The author, editor and absolute owner of the magazine was Dostoevsky himself. He wrote about his editorial concept of the "Writer's Diary": "What to talk about? About anything that catches my attention or makes me think”.
His "Writer's Diary" in many ways resembles a modern blog on the Internet with a backlink of enormous proportions in terms of the number of letters received. Only Leo Tolstoy managed, in the XNUMXth century, to break this record of Dostoyevsky's in the number of letters received from readers. And all because Dostoevsky was able to "astonish and stimulate thinking" better than anyone else. In "The Writer's Diary" Dostoevsky was nuanced, with a very wide range of thematic interests. And always, incredibly contemporary and very, very current.

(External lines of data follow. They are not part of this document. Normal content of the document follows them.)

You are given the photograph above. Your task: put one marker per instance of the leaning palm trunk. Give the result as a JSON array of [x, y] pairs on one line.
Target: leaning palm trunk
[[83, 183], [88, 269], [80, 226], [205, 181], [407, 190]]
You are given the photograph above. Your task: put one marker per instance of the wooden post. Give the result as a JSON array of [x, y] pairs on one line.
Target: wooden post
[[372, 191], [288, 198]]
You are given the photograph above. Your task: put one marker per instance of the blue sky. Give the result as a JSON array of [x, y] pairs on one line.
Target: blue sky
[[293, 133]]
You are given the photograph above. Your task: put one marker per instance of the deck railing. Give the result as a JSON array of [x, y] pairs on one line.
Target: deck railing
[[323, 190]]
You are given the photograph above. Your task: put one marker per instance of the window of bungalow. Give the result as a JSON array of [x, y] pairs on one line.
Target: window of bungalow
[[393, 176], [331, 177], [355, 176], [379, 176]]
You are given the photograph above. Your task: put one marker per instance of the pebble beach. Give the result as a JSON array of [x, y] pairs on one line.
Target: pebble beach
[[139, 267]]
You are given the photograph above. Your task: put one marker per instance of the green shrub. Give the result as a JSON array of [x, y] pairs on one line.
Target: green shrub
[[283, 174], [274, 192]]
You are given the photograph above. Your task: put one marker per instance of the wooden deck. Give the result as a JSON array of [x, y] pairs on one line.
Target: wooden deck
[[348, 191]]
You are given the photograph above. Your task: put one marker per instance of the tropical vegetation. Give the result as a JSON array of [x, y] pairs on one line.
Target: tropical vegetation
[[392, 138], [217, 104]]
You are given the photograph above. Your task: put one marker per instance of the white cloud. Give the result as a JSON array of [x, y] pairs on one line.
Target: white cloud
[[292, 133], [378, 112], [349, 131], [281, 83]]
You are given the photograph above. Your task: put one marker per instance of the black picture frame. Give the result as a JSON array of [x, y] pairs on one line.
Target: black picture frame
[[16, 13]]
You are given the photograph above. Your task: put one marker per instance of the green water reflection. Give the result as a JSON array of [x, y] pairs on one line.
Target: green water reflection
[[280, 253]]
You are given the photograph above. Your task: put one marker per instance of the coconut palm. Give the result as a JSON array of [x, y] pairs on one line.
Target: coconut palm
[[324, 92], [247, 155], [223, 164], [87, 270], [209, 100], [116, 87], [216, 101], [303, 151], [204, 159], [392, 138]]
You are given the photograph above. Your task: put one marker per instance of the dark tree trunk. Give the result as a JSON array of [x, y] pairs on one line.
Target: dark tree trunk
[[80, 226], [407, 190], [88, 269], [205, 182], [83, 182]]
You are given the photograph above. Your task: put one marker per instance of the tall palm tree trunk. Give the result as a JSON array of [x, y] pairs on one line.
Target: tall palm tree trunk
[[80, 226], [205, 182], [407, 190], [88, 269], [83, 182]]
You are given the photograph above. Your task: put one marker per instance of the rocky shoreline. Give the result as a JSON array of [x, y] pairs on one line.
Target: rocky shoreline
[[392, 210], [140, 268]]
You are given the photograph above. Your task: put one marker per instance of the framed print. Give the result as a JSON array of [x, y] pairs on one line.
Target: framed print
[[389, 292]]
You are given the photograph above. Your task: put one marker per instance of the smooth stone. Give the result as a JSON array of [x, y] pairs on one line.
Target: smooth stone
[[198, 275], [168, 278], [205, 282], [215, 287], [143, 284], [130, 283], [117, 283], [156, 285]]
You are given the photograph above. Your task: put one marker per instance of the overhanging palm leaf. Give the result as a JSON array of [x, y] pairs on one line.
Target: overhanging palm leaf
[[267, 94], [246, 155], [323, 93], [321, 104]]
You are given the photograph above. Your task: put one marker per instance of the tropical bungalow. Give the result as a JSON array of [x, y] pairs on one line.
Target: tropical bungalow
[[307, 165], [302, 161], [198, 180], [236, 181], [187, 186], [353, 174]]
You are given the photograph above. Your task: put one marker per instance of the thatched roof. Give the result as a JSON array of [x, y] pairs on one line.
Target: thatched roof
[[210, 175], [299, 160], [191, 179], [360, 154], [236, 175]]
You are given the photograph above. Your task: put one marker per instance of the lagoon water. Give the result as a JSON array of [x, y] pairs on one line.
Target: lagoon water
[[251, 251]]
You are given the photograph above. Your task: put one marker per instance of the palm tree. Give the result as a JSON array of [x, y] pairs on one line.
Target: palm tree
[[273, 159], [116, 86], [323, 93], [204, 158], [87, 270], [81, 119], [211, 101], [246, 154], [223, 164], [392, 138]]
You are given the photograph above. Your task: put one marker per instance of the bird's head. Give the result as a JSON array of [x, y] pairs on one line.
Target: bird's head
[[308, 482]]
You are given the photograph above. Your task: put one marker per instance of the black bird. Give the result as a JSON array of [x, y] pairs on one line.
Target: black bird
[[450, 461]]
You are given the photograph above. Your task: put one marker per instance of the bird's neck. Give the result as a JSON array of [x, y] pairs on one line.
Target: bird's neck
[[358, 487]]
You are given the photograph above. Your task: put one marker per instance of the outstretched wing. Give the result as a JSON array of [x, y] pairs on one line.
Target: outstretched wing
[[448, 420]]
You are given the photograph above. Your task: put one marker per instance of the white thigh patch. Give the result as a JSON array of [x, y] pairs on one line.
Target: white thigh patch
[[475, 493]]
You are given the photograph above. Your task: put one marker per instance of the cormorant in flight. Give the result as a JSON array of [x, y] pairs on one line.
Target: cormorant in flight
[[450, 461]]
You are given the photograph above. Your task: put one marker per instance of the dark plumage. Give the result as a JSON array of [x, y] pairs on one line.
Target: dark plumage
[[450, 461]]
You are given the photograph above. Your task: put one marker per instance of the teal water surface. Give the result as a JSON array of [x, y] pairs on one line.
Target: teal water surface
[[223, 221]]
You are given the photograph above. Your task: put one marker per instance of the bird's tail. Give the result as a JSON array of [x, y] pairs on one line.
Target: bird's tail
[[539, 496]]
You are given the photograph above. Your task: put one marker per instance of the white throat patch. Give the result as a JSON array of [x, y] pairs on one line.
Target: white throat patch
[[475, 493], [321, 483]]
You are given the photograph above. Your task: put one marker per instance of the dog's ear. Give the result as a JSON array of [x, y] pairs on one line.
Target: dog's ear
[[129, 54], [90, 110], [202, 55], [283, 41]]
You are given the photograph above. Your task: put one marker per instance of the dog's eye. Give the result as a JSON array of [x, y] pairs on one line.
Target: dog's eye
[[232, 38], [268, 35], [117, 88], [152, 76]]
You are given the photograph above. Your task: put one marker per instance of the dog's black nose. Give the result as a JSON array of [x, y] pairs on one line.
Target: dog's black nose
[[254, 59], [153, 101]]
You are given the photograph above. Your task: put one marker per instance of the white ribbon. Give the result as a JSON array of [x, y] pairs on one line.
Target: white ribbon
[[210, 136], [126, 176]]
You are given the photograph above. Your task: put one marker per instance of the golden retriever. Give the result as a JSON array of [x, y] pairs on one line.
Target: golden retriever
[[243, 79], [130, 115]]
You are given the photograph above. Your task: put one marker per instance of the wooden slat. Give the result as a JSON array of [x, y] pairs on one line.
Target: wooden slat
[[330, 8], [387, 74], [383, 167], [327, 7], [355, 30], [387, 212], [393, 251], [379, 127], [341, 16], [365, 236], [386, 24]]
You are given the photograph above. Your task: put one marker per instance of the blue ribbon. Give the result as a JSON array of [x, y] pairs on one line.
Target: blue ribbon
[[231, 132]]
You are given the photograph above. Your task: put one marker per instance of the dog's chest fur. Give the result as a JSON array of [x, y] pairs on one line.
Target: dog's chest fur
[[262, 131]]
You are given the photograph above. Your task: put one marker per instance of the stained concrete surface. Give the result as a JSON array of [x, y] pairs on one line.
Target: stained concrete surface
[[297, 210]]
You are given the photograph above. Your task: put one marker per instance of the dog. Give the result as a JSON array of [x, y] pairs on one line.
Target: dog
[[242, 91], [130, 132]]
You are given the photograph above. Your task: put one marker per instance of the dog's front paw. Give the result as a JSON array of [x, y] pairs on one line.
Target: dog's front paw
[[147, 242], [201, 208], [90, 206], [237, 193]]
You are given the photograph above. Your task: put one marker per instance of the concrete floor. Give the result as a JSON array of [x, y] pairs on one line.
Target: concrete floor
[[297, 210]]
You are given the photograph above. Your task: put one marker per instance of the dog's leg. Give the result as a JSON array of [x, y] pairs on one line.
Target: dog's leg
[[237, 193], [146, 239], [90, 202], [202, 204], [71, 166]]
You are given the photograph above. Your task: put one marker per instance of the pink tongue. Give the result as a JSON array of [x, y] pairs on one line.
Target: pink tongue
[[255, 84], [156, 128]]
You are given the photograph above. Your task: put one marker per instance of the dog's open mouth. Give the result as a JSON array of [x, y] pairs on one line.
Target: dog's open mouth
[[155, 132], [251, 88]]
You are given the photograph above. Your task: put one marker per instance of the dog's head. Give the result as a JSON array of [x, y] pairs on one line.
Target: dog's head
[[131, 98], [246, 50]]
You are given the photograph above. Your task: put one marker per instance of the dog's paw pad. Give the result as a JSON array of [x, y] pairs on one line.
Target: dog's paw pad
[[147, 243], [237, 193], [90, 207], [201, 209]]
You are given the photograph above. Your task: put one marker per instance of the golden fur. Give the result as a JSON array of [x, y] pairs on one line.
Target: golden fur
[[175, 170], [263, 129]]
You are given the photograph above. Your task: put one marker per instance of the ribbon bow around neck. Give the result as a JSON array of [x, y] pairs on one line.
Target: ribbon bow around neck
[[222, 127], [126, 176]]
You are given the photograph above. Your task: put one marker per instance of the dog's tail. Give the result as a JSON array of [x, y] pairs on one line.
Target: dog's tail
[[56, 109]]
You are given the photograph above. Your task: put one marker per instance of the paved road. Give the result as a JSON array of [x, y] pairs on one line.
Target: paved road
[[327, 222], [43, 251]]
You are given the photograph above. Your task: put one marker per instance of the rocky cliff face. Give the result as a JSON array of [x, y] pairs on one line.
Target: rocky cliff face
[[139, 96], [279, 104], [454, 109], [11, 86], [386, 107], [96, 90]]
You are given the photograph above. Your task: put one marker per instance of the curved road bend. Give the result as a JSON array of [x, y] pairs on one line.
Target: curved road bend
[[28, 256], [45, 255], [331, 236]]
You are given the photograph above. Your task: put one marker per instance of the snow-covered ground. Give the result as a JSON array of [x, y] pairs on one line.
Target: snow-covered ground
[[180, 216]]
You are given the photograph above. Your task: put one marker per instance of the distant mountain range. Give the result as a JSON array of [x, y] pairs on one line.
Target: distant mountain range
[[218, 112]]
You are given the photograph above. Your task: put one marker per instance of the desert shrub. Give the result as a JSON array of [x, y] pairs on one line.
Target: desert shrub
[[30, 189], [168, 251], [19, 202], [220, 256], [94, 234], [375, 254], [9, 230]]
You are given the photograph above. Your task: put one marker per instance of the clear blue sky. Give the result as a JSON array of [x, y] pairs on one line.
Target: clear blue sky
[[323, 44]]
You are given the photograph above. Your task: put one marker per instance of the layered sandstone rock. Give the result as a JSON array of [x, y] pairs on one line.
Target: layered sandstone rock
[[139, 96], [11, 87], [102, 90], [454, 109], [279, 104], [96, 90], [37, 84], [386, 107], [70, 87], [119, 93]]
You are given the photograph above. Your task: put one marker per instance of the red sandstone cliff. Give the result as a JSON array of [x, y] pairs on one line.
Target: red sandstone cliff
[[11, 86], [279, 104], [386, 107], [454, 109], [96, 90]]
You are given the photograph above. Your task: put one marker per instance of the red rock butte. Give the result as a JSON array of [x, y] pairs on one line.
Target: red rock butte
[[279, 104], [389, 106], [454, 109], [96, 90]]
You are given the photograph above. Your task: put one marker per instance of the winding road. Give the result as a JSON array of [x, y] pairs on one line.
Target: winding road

The shortest overview of the topics raised in the "Writer's Diary" and Dostoevsky's answers to them, which sound as if they were posted yesterday on his "internet blog": On tolerance: "It is not up to me or you to teach the people religious tolerance. In that, the people and you and the whole of Europe have something to learn". About the current sanctions and counter-sanctions: "When they see that we Russians are not afraid of deficits or bankruptcy, but continue as before, they will come and offer us money."
Sometimes on the pages of the "Writer's Diary" Dostoevsky published his strategic ideas of the century: "Build two railroads, start with them: one in Siberia and the other in Central Asia, and you will immediately feel the beneficial consequences."
It's amazing, but everything happened as the genius writer advised - the Imperial Trans-Siberian Highway and the Soviet Turksib were built and BAM!
Succeeded in "socializing" reading Russia
Dostoevsky succeeded in enthralling and "nationalizing" all of Russia's readers. His "difficult and sad" novels again attract readers who once again discover in them a devastating height and depth. There were also blasphemers of Dostoevsky's name. Dostoyevsky's eternal rival, the prophet from Yasna Polyana, Leo Nikolayevich Tolstoy, often changed his opinion about his antipode, so once he will be included in the list of "blasphemers of the name of Dostoyevsky", which reads: "I read 'The Brothers Karamazov' ... Very bad ...”. But that was not all from the author of "War and Peace". Just a few days later, Tolstoy will write: "What Christ, what Sermon on the Mount? There is a lot of excess there. It's hard to read. It was written worse than Dostoyevsky".
A valuable recognition, and the company is not bad either. And the main thing was said - for all mankind and for all time.